À luz da sua experiência profissional, como vê a arquitectura contemporânea em Portugal?

A arquitectura nunca foi subsidiada e (talvez por isso) atingiu uma projeção externa impensável para um país pequeno e tão periférico. Será que os arquitectos portugueses se distinguem do mesmo modo que os Etíopes nas provas de maratona? Será que a luta quotidiana de ambos contra a adversidade os prepara para atingir patamares superiores de perícia (que se reflete nos resultados)?

O SAAL, criado em 1974, foi um movimento ímpar na história do pensamento urbano. Como foi participar nesse programa? Um novo SAAL faria sentido ou era possível hoje, dadas as carências que se fazem sentir actualmente?

O SAAL foi uma experiência ímpar e fantástica, a nível global. O Decreto do Portas dizia uma coisa e as tensões e jogo de forças em presença, fizeram outras e variadas, o que significa que aquele quadro legal era uma boa base de trabalho. Tenho pena que algumas ideias então geradas não tenham sido levadas à prática, como a que tomava o decreto à letra, no que refere ao investimento de recursos das populações mal alojadas, remetendo o investimento público às ruas, praças e fachadas (infraestruturadas) dos edifícios, apoiando habitações flexíveis evolutivas.
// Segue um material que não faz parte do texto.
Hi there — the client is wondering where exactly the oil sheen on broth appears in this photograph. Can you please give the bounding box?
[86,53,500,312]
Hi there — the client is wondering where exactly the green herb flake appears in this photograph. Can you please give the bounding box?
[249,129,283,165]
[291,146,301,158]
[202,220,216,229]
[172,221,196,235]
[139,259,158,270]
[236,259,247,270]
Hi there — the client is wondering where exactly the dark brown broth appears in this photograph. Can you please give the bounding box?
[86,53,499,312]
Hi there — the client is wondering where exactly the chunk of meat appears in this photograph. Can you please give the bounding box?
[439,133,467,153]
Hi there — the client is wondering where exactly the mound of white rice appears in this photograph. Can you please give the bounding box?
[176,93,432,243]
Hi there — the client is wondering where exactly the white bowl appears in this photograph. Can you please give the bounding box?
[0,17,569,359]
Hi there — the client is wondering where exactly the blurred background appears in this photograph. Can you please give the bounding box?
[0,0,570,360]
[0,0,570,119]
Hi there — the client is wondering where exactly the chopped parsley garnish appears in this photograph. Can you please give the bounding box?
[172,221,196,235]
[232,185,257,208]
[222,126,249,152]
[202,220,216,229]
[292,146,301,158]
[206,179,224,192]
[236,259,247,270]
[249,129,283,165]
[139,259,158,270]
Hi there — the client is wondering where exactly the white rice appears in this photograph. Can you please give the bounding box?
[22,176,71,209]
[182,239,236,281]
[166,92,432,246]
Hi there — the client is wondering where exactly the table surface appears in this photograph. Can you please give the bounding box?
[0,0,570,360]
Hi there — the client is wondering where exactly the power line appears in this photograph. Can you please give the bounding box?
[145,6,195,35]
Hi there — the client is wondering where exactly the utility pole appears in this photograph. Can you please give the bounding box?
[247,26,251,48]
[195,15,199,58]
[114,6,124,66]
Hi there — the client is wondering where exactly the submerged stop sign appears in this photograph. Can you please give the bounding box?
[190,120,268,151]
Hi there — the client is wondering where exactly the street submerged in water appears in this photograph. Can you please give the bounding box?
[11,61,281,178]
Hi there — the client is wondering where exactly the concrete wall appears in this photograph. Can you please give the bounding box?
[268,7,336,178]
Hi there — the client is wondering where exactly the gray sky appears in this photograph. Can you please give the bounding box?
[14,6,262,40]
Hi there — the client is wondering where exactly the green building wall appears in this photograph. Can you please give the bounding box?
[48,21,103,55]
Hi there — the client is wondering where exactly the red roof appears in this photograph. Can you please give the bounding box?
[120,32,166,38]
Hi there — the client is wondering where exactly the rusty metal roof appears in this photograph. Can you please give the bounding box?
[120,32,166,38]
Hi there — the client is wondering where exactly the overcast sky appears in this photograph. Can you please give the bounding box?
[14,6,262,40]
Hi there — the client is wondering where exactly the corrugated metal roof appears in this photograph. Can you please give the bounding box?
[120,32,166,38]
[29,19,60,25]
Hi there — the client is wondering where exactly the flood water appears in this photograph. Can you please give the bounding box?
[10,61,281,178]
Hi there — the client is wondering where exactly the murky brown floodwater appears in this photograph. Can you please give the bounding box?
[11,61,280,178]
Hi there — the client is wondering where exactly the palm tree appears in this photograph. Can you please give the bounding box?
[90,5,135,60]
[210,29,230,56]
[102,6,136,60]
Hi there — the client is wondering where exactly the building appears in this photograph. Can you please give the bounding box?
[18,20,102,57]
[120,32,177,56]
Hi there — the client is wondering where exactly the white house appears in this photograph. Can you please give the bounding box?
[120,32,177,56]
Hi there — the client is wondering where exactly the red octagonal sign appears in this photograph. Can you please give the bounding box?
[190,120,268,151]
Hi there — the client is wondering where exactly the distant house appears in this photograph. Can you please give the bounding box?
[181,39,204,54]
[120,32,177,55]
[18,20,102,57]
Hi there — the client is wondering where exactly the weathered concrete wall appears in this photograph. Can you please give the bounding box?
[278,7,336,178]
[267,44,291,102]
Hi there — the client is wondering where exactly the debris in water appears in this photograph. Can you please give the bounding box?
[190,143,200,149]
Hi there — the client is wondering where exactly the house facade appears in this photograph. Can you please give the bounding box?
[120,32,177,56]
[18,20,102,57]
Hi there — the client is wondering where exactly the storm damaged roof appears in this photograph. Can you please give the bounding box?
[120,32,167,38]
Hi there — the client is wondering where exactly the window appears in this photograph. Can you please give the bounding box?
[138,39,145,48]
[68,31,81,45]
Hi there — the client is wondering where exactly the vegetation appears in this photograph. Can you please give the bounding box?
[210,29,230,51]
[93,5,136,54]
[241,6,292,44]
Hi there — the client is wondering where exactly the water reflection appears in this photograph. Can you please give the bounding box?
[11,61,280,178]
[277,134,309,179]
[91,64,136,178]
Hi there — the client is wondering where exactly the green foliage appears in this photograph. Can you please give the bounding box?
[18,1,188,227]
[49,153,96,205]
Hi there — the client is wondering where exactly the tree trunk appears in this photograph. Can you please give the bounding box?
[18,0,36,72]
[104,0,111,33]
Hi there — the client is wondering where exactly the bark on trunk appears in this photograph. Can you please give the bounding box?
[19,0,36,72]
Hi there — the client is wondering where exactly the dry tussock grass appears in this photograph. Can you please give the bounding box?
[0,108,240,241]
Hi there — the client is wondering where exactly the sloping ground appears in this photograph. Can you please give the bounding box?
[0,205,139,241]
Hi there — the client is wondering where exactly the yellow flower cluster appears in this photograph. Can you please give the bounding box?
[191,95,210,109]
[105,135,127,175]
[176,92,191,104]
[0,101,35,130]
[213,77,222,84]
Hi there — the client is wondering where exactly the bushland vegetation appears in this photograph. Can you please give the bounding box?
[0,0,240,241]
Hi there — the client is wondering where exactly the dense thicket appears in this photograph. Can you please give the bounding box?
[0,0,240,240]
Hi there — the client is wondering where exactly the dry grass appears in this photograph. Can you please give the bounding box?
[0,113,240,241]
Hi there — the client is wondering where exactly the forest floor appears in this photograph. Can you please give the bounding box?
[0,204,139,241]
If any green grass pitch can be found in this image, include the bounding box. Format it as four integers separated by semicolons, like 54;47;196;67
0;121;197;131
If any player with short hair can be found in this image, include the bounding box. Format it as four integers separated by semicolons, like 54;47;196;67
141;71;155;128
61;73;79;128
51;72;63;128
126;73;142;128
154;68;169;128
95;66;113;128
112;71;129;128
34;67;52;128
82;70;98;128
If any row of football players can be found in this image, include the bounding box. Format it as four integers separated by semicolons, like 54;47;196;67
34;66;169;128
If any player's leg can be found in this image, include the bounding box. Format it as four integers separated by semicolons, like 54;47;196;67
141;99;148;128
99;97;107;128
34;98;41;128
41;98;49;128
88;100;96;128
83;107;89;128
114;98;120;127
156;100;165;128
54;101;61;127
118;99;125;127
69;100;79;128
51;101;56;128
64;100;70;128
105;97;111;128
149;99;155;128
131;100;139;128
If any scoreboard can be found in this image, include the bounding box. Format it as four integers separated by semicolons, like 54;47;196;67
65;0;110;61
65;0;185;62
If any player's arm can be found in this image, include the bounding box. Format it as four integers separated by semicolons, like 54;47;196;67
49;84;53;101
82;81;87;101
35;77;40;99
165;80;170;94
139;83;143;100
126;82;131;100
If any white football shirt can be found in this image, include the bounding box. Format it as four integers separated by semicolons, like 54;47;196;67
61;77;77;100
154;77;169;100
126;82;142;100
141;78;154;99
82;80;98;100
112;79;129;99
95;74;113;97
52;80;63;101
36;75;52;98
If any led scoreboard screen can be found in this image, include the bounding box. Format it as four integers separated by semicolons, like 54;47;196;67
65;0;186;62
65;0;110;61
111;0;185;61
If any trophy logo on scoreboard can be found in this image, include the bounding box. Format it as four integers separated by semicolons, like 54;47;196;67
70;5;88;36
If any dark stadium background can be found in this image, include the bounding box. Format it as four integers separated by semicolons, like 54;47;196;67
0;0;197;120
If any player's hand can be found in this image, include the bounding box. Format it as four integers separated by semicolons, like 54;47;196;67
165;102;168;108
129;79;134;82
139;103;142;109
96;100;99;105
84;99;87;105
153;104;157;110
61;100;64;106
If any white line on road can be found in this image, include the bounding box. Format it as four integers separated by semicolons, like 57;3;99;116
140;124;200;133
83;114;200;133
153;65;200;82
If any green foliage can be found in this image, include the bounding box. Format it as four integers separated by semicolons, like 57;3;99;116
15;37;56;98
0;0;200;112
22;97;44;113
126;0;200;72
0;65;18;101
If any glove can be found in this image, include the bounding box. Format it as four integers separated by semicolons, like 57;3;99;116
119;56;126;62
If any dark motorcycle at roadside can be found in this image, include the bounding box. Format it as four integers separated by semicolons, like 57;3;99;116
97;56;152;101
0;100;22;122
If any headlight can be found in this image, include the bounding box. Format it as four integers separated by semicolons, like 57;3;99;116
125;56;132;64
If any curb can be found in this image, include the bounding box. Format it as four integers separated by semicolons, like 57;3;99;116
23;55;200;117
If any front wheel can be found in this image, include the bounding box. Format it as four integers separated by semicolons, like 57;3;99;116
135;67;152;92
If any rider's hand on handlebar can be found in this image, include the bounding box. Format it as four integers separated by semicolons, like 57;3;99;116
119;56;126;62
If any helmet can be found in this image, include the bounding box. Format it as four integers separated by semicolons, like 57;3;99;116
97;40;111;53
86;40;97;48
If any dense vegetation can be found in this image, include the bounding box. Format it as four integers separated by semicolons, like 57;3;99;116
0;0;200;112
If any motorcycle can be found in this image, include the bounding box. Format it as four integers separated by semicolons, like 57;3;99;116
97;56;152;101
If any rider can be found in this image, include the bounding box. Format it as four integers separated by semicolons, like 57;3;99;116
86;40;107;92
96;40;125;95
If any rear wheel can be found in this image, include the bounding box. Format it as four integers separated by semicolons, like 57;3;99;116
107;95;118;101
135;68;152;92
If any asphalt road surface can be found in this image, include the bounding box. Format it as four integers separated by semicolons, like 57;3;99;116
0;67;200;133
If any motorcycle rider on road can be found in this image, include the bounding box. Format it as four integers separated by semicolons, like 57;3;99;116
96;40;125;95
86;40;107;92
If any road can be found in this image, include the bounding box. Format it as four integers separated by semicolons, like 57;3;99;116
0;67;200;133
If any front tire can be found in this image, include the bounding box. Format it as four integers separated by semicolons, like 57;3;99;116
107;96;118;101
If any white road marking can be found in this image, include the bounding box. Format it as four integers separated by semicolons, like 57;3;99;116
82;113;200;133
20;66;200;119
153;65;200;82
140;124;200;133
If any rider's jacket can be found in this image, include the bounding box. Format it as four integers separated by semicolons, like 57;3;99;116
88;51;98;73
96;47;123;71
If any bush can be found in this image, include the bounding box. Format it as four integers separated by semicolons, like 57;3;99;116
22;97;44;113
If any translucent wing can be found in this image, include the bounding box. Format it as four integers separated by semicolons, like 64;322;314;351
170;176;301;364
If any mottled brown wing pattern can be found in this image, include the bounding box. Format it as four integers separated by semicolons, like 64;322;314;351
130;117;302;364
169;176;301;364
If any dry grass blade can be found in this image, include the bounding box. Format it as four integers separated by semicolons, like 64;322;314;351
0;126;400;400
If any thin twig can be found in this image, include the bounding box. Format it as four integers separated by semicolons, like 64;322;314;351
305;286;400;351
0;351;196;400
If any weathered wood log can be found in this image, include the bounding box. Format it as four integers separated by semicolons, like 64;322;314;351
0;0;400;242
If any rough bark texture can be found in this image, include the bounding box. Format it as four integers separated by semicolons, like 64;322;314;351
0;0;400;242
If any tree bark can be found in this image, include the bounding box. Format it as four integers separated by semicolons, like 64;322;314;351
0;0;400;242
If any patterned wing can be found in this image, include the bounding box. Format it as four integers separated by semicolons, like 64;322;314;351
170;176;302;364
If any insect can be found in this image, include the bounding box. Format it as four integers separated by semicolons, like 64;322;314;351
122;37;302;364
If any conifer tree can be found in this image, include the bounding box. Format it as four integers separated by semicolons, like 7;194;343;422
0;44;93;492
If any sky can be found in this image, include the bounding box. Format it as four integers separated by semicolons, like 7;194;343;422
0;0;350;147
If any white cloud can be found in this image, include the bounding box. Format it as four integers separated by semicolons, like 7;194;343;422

Hoje, já não é só o lumpen a estar encostado à parede, mas largas franjas da classe média que está em situação precária e sem rendimentos para conseguir manter a casa que comprou com recurso a empréstimo hipotecário. Os movimentos de “co-housing” que afloram por todo o lado, são uma resposta possível e o Decreto do Portas continua a aplicar-se por inteiro, bastando haver vontade política de seguir por caminhos diferentes, em que muitos hábitos de consumo terão que mudar.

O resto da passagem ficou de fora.